Here's the statement early in your thesis that was fundamentally flawed, IMO:

That means 94% of all the alleged COVID-19 deaths are from people who already had pre-existing medical conditions.

But a cause of death isn't necessarily a pre-existing condition.

Since you were polite in your reply, I did some quick research tonight. 55000 of the death certificates in question had "respiratory failure" listed as a cause of death. This is apparently because they typically list the physiological process which caused the death. Of course, it is not difficult to deduce that most of those respiratory failures were caused by COVID-19.

To your 2nd point, about mis-diagnosis of flu deaths as covid deaths, I suppose it certainly can occur in some cases. I don't know how many times they re-test a patient with serious problems to see if he's actually suffering from something else and only had a single false positive test that pointed at covid.

But I think it's obviously false on the face of it to assume that the flu can account for a large portion of the deaths assigned to covid. First and foremost, this is clearly not true just because we didn't have nearly so many flu deaths. In 2018-2019, we had 34,000 flu deaths in the entire year. In the previous year, we had 61,000. As a macabre side note, those numbers are from a rather laughable US News & World report from Jan 2020 where the author was literally trying to convince us we should be more worried about the flu than coronavirus (that's the title of the article).
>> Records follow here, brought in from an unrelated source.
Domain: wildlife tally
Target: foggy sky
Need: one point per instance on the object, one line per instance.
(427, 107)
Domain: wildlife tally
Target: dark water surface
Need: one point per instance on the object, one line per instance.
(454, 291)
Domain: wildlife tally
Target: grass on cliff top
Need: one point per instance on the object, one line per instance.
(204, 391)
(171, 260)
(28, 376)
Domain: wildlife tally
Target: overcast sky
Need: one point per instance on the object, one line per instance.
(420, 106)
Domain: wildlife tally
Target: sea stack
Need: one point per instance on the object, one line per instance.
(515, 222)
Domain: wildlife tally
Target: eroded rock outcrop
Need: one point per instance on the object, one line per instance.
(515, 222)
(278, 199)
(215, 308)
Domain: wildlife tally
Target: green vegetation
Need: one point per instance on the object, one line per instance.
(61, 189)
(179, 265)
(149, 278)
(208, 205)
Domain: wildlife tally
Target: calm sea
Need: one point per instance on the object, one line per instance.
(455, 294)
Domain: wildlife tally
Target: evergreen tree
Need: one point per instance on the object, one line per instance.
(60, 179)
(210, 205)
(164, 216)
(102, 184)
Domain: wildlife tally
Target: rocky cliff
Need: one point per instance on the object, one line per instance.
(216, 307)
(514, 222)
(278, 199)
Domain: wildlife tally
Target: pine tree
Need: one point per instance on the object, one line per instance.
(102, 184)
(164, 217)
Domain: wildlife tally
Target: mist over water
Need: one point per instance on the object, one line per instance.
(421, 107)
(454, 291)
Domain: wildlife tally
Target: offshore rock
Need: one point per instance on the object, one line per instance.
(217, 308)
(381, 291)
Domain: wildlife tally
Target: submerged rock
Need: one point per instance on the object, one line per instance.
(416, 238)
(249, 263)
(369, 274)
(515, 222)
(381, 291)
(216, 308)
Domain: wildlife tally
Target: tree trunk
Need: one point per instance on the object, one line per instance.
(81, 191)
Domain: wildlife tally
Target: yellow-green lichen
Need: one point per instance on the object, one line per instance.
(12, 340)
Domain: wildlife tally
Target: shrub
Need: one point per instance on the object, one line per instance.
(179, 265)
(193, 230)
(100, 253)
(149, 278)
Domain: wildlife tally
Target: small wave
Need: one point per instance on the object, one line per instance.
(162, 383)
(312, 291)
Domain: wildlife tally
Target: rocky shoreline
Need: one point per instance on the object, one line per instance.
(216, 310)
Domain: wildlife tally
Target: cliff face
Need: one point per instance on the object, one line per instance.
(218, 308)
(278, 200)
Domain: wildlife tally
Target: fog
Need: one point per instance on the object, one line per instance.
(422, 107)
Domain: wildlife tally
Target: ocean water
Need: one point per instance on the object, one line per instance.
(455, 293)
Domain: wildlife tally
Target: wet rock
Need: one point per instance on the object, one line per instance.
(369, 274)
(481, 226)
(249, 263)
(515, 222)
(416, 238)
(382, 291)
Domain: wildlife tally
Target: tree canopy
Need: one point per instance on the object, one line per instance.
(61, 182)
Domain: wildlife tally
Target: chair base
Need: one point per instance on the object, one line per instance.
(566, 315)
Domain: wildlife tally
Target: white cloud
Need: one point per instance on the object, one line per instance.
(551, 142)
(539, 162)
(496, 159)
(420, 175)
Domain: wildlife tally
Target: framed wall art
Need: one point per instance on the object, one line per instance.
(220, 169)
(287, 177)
Now I know you mentioned other things listed on the death certificate such as poisoning, injury, and self-injury. Injury seems pretty basic to me: people suffering from serious diseases are much more prone to injury. And I suppose someone in a suicidal state of mind is much more likely to be suicidal when suffering from a debilitating illness. And more likely to accidentally poison themselves by ingesting something they shouldn't due to lack of mental acuity (e.g. mixing up pills).

There's many possible explanations, and we just don't have the facts to analyze the data. But the doctors who wrote these reports did have the data. And they made their determinations as to whether to classify the deaths as covid deaths. So, short of analyzing the data myself, I think it only makes sense to assume that the doctors that made these determinations are likely correct in their assessments.

Now it's possible you believe that we're being presented with false data by the medical establishment for ulterior motives. You didn't say anything like that in your post, however, so I didn't think it worth addressing. But if you do think that is a root issue which undermines my argument in the previous paragraph, I'm happy to debate the point.